Jeff watched him pace, startled by his agitation. Amy still looked as if she might begin to cry at any moment. Stacy was wringing her hands.

Mathias was wearing a dark green shirt; he must've pulled it from one of the backpacks. This whole time, he hadn't spoken. But now, finally, in his quiet voice, with its almost unnoticeable accent, he said, 'That's not the worst of it.' He turned, looked toward Pablo.

Pablo. Jeff had forgotten about Pablo. He'd given him a quick glance when he'd first come walking back into the clearing, seen him lying so still beneath his lean-to, his eyes shut. Good, he'd thought, he's sleeping. And then that was it; there'd been Amy repeating her strange question-'What are you doing here?'-and Stacy worrying over the Greeks' arrival and Eric insisting the vine was growing inside him, all of it distracting him, making no sense, pulling his mind from where it ought to be.

The worst of it.

Jeff stepped toward the lean-to. Mathias followed him; the rest of them watched from across the clearing, as if frightened to approach any closer. Pablo was lying on his backboard, the sleeping bag covering him from the waist down. He didn't look any different, so Jeff couldn't understand why he was feeling such a strange intimation of peril.

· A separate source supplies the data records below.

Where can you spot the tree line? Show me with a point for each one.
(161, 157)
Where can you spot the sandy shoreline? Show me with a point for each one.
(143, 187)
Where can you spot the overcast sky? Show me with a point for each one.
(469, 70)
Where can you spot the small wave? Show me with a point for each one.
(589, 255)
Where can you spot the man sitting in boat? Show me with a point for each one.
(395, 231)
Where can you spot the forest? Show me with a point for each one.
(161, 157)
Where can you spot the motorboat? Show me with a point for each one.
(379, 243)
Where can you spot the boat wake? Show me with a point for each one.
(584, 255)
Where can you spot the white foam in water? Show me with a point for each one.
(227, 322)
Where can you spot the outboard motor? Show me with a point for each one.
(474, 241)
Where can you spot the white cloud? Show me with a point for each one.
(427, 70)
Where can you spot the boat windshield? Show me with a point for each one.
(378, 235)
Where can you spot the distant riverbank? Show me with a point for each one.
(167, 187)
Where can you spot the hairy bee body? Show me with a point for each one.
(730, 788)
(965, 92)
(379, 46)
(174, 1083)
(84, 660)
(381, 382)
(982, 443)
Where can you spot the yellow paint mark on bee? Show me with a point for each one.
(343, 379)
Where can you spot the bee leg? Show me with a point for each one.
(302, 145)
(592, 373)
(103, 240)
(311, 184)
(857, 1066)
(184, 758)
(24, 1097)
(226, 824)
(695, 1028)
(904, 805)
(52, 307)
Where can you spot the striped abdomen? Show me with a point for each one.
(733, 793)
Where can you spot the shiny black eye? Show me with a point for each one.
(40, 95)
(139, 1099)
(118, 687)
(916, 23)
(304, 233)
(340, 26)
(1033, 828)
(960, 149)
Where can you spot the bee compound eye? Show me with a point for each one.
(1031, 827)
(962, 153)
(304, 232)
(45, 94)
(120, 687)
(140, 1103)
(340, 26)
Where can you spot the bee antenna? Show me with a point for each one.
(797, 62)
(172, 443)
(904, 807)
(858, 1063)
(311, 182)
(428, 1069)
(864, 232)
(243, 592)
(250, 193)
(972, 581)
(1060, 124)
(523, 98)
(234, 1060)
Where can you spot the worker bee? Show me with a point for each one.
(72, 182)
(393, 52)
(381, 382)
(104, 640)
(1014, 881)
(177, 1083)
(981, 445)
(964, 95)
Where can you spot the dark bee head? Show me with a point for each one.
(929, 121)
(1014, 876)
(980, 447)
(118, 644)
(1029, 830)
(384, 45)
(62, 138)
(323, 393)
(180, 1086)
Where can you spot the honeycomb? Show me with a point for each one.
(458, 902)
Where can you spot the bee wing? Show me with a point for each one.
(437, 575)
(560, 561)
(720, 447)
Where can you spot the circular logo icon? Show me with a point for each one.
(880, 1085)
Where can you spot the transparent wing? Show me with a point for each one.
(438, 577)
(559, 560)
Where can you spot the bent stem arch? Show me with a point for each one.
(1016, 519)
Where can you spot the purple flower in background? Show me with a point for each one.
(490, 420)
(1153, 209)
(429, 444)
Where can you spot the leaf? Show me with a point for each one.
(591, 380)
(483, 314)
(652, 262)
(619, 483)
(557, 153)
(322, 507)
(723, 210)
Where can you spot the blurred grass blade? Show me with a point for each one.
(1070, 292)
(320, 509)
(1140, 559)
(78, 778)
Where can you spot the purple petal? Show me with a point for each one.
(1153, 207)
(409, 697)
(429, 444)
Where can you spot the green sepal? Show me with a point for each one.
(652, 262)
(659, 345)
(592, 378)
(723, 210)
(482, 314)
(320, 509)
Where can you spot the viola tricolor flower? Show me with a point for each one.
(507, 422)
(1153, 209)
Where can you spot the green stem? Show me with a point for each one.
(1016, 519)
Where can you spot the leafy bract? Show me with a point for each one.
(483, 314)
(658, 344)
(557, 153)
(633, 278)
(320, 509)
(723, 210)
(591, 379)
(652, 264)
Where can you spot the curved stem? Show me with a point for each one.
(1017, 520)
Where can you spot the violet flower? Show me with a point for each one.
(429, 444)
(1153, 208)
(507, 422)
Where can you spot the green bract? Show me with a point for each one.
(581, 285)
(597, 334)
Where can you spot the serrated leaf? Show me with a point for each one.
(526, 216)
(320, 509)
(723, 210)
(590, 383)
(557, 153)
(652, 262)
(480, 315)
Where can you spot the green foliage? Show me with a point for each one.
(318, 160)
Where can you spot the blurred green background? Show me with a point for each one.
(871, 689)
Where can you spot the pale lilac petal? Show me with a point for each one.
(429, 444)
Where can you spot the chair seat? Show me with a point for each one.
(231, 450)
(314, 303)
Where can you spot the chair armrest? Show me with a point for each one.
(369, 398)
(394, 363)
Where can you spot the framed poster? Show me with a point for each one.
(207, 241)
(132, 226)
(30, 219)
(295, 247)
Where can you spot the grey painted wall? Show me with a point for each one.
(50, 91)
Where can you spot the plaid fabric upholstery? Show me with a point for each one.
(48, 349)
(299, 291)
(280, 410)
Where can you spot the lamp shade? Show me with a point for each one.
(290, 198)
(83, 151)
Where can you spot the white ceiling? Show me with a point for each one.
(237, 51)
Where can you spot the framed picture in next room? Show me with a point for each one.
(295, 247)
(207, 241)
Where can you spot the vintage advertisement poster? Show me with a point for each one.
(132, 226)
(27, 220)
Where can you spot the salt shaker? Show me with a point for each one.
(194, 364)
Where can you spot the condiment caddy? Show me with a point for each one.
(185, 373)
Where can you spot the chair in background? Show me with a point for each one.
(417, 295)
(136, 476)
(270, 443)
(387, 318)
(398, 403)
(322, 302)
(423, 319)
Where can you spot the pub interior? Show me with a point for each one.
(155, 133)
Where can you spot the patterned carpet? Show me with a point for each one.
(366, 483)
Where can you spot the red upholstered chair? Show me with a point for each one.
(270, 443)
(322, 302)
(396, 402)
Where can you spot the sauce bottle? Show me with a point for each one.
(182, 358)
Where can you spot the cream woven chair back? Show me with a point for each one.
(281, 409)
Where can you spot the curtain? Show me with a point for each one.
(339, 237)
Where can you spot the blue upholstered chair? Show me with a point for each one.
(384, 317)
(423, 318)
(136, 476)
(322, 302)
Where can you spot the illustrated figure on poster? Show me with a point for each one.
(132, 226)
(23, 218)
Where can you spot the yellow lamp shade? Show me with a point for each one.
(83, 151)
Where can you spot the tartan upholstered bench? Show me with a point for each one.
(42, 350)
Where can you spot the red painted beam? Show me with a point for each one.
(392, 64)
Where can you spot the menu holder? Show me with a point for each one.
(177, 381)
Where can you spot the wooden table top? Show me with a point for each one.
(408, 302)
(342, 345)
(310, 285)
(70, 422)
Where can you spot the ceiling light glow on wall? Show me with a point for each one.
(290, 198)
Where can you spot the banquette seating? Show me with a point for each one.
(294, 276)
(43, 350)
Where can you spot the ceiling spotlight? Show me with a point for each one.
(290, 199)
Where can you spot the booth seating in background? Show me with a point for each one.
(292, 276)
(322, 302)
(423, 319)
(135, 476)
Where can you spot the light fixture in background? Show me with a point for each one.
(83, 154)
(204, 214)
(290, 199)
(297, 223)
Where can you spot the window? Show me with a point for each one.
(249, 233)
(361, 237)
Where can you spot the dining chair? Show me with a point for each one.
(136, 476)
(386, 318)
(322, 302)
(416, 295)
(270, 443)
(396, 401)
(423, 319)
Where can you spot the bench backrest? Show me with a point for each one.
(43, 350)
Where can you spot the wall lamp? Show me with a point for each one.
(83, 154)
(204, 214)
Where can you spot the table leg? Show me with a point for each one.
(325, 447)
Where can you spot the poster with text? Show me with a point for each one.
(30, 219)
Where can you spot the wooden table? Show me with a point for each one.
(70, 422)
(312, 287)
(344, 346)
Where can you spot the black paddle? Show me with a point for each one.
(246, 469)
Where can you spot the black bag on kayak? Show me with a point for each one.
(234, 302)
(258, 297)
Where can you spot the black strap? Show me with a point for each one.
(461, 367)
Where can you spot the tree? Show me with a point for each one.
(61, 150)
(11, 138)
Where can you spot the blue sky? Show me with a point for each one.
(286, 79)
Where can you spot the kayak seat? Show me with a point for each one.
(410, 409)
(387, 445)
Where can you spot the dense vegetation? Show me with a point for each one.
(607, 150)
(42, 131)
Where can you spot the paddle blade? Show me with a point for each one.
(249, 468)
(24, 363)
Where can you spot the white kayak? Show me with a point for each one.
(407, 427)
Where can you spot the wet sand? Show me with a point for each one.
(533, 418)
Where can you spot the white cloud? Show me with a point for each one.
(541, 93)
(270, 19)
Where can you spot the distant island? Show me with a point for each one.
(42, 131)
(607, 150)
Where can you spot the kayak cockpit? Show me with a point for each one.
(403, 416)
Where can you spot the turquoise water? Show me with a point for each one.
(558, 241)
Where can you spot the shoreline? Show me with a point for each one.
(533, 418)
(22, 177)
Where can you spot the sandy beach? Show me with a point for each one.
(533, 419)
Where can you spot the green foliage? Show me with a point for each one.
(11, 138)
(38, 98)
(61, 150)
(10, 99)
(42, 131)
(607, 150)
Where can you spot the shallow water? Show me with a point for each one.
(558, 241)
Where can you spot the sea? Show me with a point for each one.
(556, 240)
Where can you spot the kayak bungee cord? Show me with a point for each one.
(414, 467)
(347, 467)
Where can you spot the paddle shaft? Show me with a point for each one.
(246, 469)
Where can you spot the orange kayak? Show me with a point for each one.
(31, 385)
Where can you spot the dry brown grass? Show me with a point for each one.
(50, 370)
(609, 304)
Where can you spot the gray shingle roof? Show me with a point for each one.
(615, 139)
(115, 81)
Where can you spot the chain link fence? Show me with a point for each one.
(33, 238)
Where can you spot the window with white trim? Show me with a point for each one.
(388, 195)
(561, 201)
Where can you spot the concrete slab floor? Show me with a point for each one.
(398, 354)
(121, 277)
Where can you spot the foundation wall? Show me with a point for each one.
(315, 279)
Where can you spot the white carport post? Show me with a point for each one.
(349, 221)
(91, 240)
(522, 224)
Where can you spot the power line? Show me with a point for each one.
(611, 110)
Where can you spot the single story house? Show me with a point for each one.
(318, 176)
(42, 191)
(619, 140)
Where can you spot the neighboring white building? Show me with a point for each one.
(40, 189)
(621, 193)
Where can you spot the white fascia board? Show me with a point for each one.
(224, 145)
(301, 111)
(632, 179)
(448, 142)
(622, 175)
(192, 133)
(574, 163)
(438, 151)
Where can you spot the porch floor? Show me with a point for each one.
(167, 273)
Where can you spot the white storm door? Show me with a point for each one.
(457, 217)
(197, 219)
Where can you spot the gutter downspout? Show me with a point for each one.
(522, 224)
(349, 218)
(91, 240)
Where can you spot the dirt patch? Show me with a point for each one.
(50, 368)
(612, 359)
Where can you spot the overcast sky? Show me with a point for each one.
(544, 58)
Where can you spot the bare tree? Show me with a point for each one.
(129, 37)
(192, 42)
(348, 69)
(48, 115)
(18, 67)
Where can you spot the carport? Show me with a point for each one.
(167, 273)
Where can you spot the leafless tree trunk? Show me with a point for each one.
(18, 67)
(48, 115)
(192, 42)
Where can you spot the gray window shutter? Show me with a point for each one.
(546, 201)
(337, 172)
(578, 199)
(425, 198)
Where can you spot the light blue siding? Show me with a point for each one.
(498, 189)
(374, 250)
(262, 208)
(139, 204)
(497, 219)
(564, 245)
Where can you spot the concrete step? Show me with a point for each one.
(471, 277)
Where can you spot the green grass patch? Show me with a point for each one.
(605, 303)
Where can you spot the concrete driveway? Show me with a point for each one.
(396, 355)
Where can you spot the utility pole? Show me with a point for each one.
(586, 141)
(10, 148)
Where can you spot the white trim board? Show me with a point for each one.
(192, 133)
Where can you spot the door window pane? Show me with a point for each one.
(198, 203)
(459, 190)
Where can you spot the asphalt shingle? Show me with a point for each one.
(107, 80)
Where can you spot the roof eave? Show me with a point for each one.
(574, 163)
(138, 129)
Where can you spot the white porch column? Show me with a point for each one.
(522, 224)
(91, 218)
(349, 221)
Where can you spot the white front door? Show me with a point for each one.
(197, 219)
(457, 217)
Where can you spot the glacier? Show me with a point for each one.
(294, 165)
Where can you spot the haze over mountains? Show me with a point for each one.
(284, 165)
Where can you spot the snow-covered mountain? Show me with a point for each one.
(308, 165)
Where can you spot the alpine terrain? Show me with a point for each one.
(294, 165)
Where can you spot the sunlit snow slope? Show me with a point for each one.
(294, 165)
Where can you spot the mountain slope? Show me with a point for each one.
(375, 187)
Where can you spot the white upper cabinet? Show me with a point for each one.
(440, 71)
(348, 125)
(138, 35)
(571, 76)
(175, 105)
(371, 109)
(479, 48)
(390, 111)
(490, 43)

But he was: a sense of imminent danger, a tightness in his chest.

'What?' he asked.

Mathias crouched, carefully pulled back the sleeping bag.

For a long moment, Jeff couldn't take it in. He stared, he saw, but he couldn't accept the information his eyes were offering him.

The worst of it.

It wasn't possible. How could it be possible?

On both legs, from the knees down, Pablo's flesh had been almost completely stripped away. Bone, tendon, gristle, and ropy clots of blackened blood: this was all that remained. Mathias and the others had tightened a pair of tourniquets around the Greek's thighs, clamping shut the femoral arteries. They'd used some of the strips of nylon from the blue tent. Jeff bent low to examine them; it was an effort at escape-he could admit this to himself-a way of not having to look at the exposed bones. He needed to occupy his mind for a moment, distract it, give it time to adjust to this new horror. He'd never tied a tourniquet before, but he'd read about them, and knew-in the abstract at least-how to apply them. You were supposed to loosen them at regular intervals, then retighten them, but Jeff couldn't remember the exact time frame, or even what it was supposed to accomplish.

It didn't matter, he supposed.

No: Heknew it didn't matter.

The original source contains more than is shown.